The falls have a beard in the centre, which is either blue of yellow.
After the iris has flowered, it produces an elliptical or trigonous (having three angles or corners) seed capsule, that is 2–3 cm long, when ripe it is straw coloured. Inside the capsule are many little, elliptical shaped, dark brownish seeds. They are smaller and darker than other similar irises.

===Biochemistry===
In 2009, a plant regeneration study was carried out on Iris adriatica, using somatic embryogenesis and organogenesis.

In 2012, Iris adriatica was studied to assess the possibility of growing this species as a pot plant.
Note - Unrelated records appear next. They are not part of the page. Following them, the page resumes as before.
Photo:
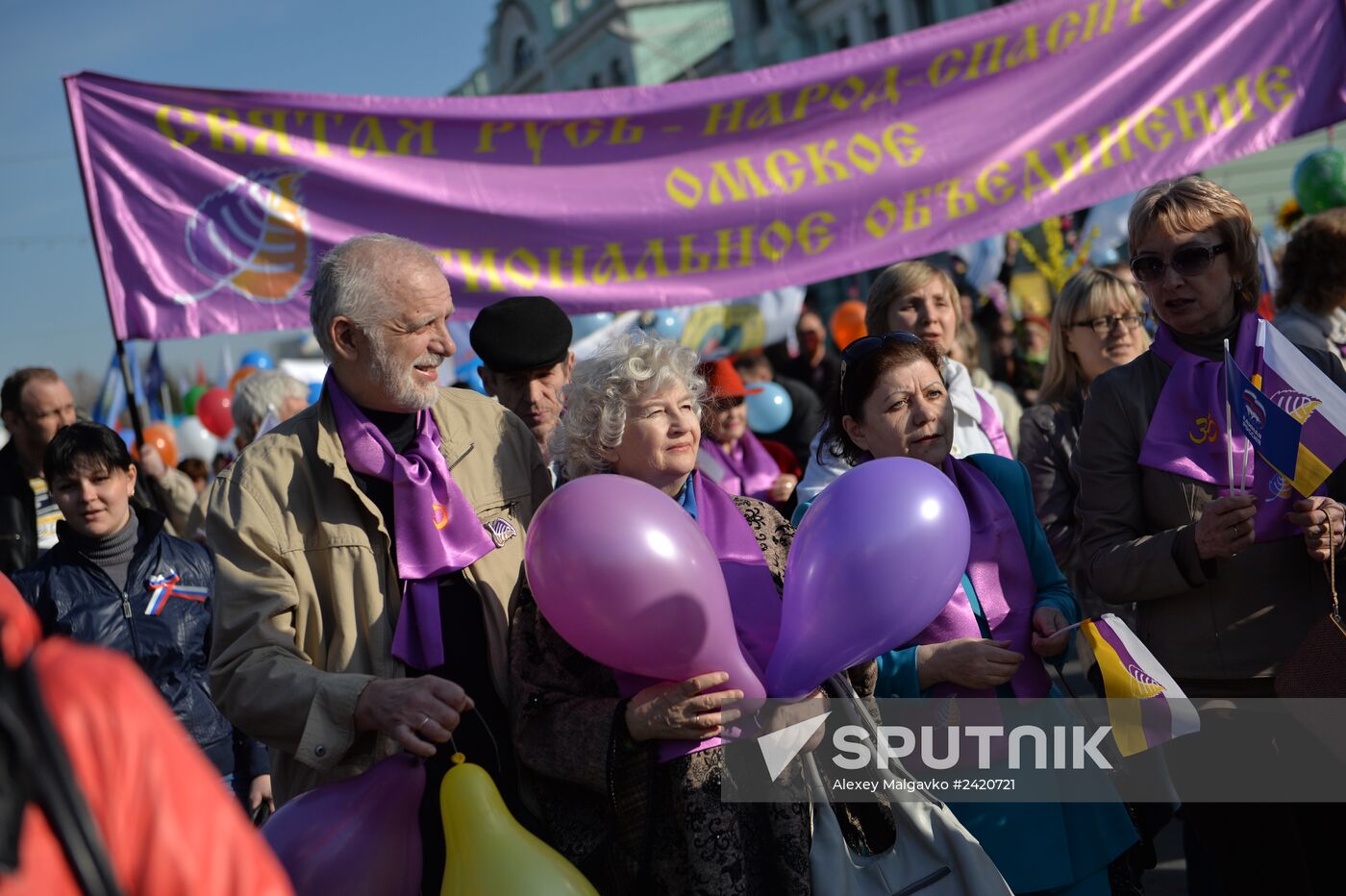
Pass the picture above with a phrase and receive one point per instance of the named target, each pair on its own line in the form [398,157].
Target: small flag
[1309,396]
[1271,280]
[1146,705]
[112,396]
[1269,428]
[226,364]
Biometric analysis showed only that substrate was an influence in cultivation.

As most irises are diploid, having two sets of chromosomes, this can be used to identify hybrids and classification of groupings.
It has a chromosome count: 2n = 16.

==Taxonomy==
It is sometimes commonly known as Adriatic Iris.

The Latin specific epithet adriatica refers to being from the region beside the Adriatic Sea.
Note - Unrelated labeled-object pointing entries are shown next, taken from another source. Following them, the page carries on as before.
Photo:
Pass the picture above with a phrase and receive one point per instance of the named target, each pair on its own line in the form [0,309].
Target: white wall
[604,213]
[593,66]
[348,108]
It was first described by Trinajstic L, Papes D., Lovasen-Eberhardt Z. & Bacani Lj. in 'Book of Summaries' page25 in 1980, but not validly published.

New specimens were found in Dalmatia region, near the town of Šibenik in Croatia, by M. Milović, M. Radnić, M. Mitić and B. Mitić on 16 March 2002.

It was then described and published as Iris adriatica Trinajstić ex Mitić in 'Phyton' (the Annales rei Botanicae, Horn, Austria), Vol.42 on page 305 in 2002.

It was verified by United States Department of Agriculture and the Agricultural Research Service on 7 April 2003, then updated on 2 December 2004.

It is listed in the Encyclopedia of Life.

It is an accepted name of The Plant List, although no synonyms have been recorded on that source.

Iris adriatica is not yet an accepted name by the RHS, as of 12 September 2015.

==Distribution and habitat==
It is native to Europe.

===Range===
It is found in the Mediterranean country, of Croatia, within the Dalmatia region. Including around the Croatian towns of Zadar, Šibenik, Split, Drniš and Unešić. As well as being found on the islands of Ciovo, Brač, Kornati, and Vir.

===Habitat===
It grows in sandy, meadows, with 'Stipo-Salvietum officinalis' (a mixture of Stipa (grasses) and Salvia officialis, (sage plants), and 'Festuco-Koelerietum splendentis' plants (a mixture of festuca and Koeleria splendens grasses,).
It can also grow in rocky pastures.

They can be found at an altitude of 0–100 m above sea level.

==Conservation==
Iris adriatica has decreasing wild populations, and was listed as near threatened (NT) in the Flora Croatica Red Book. It is threatened due overgrowth of other more dominant plant species.

The Dalmatian islands have 179 endemic plants and several threatened species (on the IUCN Red List) including Iris adriatica, Salvia fruticosa, Salvia brachypodon, Portenschlagiella ramosissima, Phyllitis sagitata, Ornithogalum visianicum, Orchis quadripunctata, Geranium dalmaticum, Euphorbia rigida, and Dianthus multinervis.

==Cultivation==
It is hardy to USDA Zone 8.

It needs dry summers.

It is thought to be difficult to grow in cultivation.

It can be found growing in Biokovo Botanical Garden Kotišina.

==Toxicity==
Like many other irises, most parts of the plant are poisonous (rhizome and leaves), if mistakenly ingested can cause stomach pains and vomiting. Also handling the plant may cause a skin irritation or an allergic reaction.